Dafür gab es zwar keine Medaillen, doch mit einer Reaktionszeit von regelmässig unter 0,65 Sekunden liess er selbst die damaligen Superstars Pieter van den Hoogenband, Alexander Popow und «Torpedo» Ian Thorpe klar hinter sich.
Mit einem Rekord zurückgetreten
Lorenz Liechti beendete seine Glanzkarriere mit einer Glanzleistung. An der Kurzbahn-EM im Dezember 2004 in Wien verbesserte er mit der Schweizer 4 x 50 m-Lagenstaffel den Schweizerrekord deutlich. Liechti und seine Kollegen waren 45 Hundertstel schneller als bei ihrem EM-Bronzegewinn vor einem Jahr. Trotz der besseren Leistung reichte es hinter Deutschland, der Ukraine und Finnland «nur» zum 4. Rang. «Für mich zählte immer die geschwommene Zeit und nicht der Rang», erklärt der zweifache Familienvater. So trat der regionale Topschwimmer mit einem weiteren Rekord von der grossen Schwimmbühne ab.
Attraktive Berufslaufbahn
«Ich mag das Element Wasser immer noch. Ich kann heute aber gut einfach nur darin herumplantschen», lacht Liechti 16 Jahre nach seinem Rücktritt. «Es ist ewig her, seit ich das letzte Mal eine längere Strecke schwimmend zurückgelegt habe.» Nach dem Karrierenende blieb der heute mit seiner Partnerin und zwei Kindern in Kappel am Albis im Kanton Zürich lebende Sportler dem Schwimmsport treu. Von 2005 bis 2009 arbeitete er als Geschäftsführer im Schweizer Schwimmverband. Zudem hatte er die Ämter als Medienverantwortlicher und als Teammanager der Nationalmannschaft inne. Dann folgte ein Abstecher in die Informationstechnologie. «Es war eine wertvolle Erfahrung. Und meine bisher einzige Tätigkeit ausserhalb des Sports.» Zu diesem kehrte er 2011 zurück. Als Leiter Medien und Kommunikation von Swiss-Ski lernte er auch den Skizirkus kennen.

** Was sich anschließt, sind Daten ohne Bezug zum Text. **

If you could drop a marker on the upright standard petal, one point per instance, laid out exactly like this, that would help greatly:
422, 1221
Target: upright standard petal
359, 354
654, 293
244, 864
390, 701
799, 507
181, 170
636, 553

2014 machte er sich dann selbstständig und gründete die Firma «Liechti Communication». Fortan übernahm Liechti Mandatsarbeiten. So beispielsweise als Kommunikationschef bei der Tourenwagen-Rennserie DTM. Seit Frühling 2019 arbeitet Lorenz Liechti beim weltweiten Sportvermarkter Infront Sports & Media AG in Zug. «Sport ist einfach meine Leidenschaft. Es passt für mich, wenn ich mich beruflich weiterhin in dieser Welt bewege.» Privat sieht es mittlerweile anders aus. «Ich geniesse die Zeit mit meiner Familie in vollen Zügen. Gerne betätigen wir uns sportlich. Aber alles im gemäs-sigten Rahmen. Velofahren und Mountainbiken bereiten uns grossen Spass.»

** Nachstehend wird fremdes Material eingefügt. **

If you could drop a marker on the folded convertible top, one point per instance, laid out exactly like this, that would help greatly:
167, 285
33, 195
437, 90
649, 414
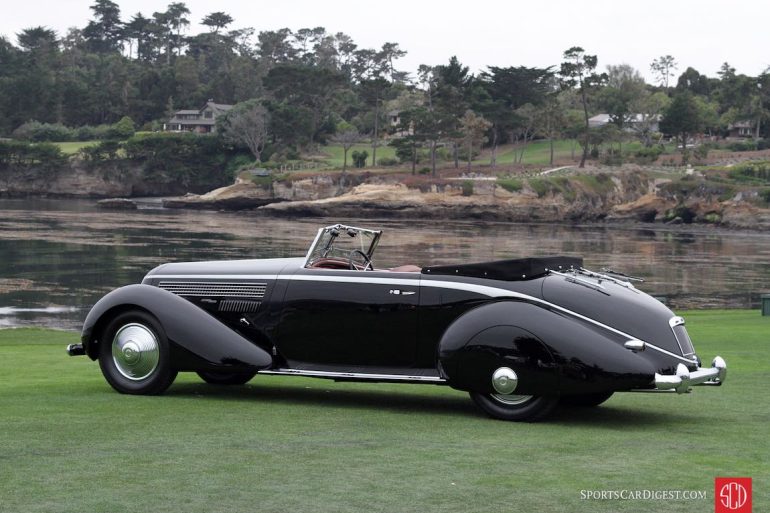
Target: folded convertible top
508, 270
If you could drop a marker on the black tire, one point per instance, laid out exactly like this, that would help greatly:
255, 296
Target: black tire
515, 407
143, 365
585, 400
226, 378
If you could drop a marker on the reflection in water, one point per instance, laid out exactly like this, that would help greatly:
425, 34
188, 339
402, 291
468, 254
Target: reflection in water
60, 257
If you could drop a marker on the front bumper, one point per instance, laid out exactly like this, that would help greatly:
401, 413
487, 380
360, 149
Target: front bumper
684, 378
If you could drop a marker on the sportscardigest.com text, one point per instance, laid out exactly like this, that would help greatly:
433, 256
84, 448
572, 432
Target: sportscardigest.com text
643, 495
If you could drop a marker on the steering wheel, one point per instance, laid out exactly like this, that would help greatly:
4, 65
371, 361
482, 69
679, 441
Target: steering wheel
367, 262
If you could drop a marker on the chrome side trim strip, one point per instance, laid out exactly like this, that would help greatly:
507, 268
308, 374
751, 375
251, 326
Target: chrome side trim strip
468, 287
353, 375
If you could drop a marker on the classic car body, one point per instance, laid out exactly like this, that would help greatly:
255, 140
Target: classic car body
519, 335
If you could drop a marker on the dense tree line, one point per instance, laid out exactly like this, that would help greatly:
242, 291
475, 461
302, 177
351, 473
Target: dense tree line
309, 86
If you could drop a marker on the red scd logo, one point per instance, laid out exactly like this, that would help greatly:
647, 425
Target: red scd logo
732, 495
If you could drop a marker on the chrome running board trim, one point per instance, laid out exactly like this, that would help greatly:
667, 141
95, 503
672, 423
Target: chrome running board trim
354, 375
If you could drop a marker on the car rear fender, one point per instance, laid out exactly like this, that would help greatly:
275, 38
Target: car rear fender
187, 327
550, 352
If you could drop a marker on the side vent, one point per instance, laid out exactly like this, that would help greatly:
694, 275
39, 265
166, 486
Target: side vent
215, 289
232, 305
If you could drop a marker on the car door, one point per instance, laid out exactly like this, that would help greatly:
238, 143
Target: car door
350, 318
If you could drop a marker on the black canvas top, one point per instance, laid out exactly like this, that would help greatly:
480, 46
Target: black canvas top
508, 270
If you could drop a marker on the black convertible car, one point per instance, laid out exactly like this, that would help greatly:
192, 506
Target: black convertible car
519, 335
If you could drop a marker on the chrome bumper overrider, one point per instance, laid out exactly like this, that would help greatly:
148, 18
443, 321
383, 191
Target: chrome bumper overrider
76, 350
684, 378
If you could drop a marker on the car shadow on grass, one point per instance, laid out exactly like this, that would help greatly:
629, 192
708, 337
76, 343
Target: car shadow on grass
322, 396
607, 416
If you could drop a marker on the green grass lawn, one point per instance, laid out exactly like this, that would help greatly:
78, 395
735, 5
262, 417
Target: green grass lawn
70, 148
536, 153
280, 444
336, 154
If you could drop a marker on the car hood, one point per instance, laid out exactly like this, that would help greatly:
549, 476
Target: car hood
624, 308
242, 268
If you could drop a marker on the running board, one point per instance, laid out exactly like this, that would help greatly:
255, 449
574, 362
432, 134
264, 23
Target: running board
354, 376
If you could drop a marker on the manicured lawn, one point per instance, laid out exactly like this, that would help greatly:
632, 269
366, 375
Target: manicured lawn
69, 443
536, 152
336, 154
70, 148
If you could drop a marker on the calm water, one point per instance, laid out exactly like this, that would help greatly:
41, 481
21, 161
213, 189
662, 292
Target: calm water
59, 257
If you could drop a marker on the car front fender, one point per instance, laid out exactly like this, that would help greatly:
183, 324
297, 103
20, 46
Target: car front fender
186, 326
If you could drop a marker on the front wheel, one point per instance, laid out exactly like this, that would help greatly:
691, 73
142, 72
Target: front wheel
134, 354
528, 408
226, 378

Auf die Frage nach dem sportlichen Werdegang seiner Kinder hat der einstige Spitzensportler eine klare Antwort: «Sie sollen sportlich alles tun, was ihnen Freude bereitet. Ich werde sie in allem unterstützen. Auf keinen Fall werde ich aber irgendwelchen Druck ausüben. Im Wissen, wieviel Fleiss investiert werden muss, wenn man den Sport auf Hochleistungs-Niveau ausübt.»